During 1950s however, intergovernmental organizations and international financial institutions started to show some interest in these rapidly decolonizing Third world countries. Attempts to improve the housing standard of local populations increased exponentially after president Dwight D. Eisenhower presented to the Congress of the United States his “doctrine”. In fact, since January 1957, conspicuous founds were made available and used to implement housing programs - and American political control - in countries under the Soviet threat. It is not a coincidence that, following Eisenhower’s speech, planners like Constantinos A. Doxiadis, international organizations like the United Nations and even the Harvard University itself increased enormously their presence in the Global South.

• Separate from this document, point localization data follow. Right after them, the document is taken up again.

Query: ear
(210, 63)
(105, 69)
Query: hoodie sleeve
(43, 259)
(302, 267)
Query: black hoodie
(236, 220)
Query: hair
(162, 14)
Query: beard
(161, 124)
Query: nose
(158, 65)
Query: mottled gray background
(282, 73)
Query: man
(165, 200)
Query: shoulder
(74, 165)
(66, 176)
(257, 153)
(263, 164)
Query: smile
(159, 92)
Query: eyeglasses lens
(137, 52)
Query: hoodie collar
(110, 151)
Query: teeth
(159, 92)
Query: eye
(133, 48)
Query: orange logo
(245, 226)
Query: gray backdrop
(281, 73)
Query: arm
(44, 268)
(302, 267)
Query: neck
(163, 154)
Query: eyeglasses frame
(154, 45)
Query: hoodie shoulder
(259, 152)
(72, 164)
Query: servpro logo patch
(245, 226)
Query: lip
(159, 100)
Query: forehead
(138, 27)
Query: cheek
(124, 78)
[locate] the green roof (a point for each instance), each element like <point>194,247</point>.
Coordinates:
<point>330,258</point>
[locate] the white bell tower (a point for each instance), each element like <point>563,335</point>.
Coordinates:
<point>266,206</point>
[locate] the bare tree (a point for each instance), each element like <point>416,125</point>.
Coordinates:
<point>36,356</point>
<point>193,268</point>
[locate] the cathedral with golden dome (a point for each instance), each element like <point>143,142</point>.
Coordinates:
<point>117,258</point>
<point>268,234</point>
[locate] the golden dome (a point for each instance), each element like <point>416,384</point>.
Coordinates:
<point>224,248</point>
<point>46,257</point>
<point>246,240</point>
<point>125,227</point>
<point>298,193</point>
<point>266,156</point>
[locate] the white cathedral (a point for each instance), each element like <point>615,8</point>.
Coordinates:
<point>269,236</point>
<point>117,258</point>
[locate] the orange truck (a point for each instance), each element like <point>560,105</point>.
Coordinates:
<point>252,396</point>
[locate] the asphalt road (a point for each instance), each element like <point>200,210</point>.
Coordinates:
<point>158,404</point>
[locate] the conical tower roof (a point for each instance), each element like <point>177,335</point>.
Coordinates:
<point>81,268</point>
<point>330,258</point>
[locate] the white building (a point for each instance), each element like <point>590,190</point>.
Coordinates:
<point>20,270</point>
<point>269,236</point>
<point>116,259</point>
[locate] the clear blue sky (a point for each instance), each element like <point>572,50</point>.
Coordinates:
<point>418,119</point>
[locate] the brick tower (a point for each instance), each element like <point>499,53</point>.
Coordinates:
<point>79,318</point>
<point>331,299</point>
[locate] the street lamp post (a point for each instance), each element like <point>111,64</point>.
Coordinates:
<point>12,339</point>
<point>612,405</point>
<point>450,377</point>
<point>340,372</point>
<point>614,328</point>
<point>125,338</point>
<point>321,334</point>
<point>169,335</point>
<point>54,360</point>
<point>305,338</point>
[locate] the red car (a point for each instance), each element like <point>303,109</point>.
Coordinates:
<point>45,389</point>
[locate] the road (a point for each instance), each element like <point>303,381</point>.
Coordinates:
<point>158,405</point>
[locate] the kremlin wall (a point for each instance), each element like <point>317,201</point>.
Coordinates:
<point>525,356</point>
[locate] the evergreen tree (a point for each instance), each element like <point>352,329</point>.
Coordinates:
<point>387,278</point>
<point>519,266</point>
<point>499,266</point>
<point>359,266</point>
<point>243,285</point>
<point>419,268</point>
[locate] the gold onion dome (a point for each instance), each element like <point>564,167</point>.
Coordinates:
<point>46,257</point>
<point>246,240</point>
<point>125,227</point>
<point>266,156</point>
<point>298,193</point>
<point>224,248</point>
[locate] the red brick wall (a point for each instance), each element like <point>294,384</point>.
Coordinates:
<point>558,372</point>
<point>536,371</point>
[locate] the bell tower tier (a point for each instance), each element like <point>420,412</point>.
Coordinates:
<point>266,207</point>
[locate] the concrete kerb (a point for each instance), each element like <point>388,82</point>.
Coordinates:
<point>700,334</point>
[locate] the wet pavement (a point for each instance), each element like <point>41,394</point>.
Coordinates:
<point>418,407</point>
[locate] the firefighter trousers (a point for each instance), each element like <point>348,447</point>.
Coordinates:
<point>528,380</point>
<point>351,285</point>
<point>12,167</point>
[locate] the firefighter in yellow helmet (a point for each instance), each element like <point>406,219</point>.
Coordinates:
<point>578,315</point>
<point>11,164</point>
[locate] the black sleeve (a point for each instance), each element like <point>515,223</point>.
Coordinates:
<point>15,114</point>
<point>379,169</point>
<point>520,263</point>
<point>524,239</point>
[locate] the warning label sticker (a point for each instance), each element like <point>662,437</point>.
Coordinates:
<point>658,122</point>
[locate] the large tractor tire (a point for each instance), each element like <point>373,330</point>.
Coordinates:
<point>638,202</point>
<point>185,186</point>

According to Anthony King and Nancy H. Kwak among others, in this period typically Western concepts of democracy and capitalism were translated into projects and plans for the so-called Developing countries. Avoiding to deal with the political goals of these actions or with their often controversial achievements, my presentation will attempt to investigate the Third world declination of the urban design concept and its yet underestimated role for the emergence of a global urban agenda.